The individual JNDI-keys have the advantage that they can be viewed and edited over the web using Tomcat's admin web-application, which meets the no-hacking-on-the-files criterion above. The values in web.xml appear in the admin web-application as default values. Conversely, values in properties files are invisible via the web interfaces unless the web-application includes custom JSPs to reveal these values.

In AstroGrid-2, all name-value pair configuration should be set in JNDI; properties files should not be used in the deployed web-applications, although they are OK for unit tests.

Any property that is mandatory -- i.e. any that must be sent for the web-application to work -- must be given a default value in web.xml such that the property shows up in the admin interface. The default value need not be suitable to make the web-application run, but we need to make the configuration such that the installer only needs to set the properties, not to create them from scratch (and thus has no chance to create the properties with incorrect names).

Special JSPs and servlets, built into our web-applications, for setting configuration values in JNDI would be very welcome. However, we should not force ourselves to build and maintain one of these applications for every AstroGrid component. Instead, we should use Tomcat's admin web-application for most configuration, of which more below.

Enhanced admin and manager web-applications

The admin and manager web-applications in Tomcat do not support what we need to do.

  1. The admin application has silly limits on the length of JNDI keys and their values.
  2. The manager web-application does not support separate configuration and code/document contexts at all.
  3. Both web-applications are unstable and unreliable.

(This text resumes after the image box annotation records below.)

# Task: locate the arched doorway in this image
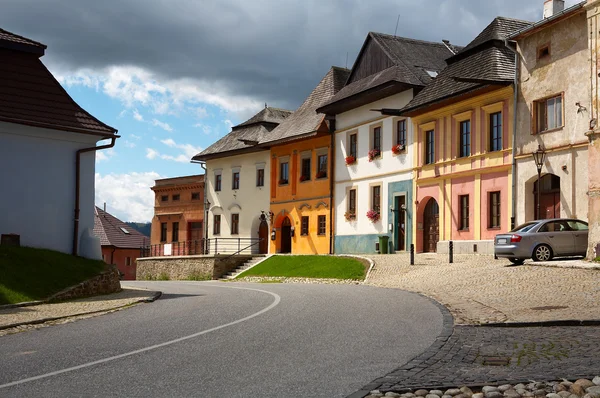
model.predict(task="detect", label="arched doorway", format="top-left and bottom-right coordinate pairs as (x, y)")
top-left (279, 217), bottom-right (292, 253)
top-left (423, 198), bottom-right (440, 253)
top-left (533, 174), bottom-right (560, 220)
top-left (258, 219), bottom-right (269, 254)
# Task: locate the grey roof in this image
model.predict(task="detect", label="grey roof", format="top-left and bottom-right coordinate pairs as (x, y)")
top-left (323, 32), bottom-right (454, 113)
top-left (402, 17), bottom-right (530, 115)
top-left (94, 206), bottom-right (150, 249)
top-left (261, 66), bottom-right (350, 144)
top-left (192, 107), bottom-right (292, 160)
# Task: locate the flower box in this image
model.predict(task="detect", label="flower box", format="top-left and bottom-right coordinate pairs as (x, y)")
top-left (392, 144), bottom-right (406, 155)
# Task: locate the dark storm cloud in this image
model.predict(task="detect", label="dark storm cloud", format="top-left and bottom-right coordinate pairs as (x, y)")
top-left (0, 0), bottom-right (575, 107)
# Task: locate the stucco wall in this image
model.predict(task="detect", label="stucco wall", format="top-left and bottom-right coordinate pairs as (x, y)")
top-left (0, 122), bottom-right (100, 259)
top-left (206, 150), bottom-right (271, 246)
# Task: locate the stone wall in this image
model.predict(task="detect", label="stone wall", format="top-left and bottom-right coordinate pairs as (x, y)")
top-left (48, 265), bottom-right (121, 302)
top-left (137, 256), bottom-right (252, 280)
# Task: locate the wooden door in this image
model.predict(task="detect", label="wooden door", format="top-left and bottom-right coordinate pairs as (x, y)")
top-left (423, 199), bottom-right (440, 253)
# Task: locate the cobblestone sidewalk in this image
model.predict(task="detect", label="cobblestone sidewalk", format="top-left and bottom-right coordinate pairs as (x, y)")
top-left (365, 253), bottom-right (600, 325)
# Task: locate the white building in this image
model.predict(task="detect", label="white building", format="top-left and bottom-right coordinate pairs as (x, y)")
top-left (0, 29), bottom-right (118, 259)
top-left (317, 32), bottom-right (454, 253)
top-left (192, 107), bottom-right (291, 253)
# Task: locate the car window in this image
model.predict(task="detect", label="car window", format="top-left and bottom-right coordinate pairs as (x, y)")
top-left (567, 220), bottom-right (589, 231)
top-left (510, 222), bottom-right (538, 232)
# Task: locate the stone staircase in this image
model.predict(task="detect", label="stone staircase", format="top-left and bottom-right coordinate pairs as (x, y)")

I suggest that we replace both applications, as follows.

We patch the admin web application to remove the name/value length-limits, and possibly to fix any gross bugs that matter to us. We aim to get these changes merged back into Tomcat very soon (in fact, a fix for one is already in Tomcat 5.0.30) such that we only distribute our own version for one iteration at most. After this, we should aim to use Tomcat's standard version.

We build our own version of the manager web-application, starting from the baseline in Tomcat 5.0.x. Our version will support split contexts and should have enhanced controls for managing contexts in running, production servers. It would be get our version adopted as part of Tomcat, but we should be prepared to maintain it separately indefinitely. In the medium term, we may end up replacing all the code inherited from Tomcat with better code. This web-application would be the first thing installed in a Tomcat that is starting to run AstroGrid software. We might build into it some checks on the environment; e.g. check for jars in common that that are needed by Axis.

Building our own manager will be a substantial peice of work, but I expect that we'll win back the effort in easier installations.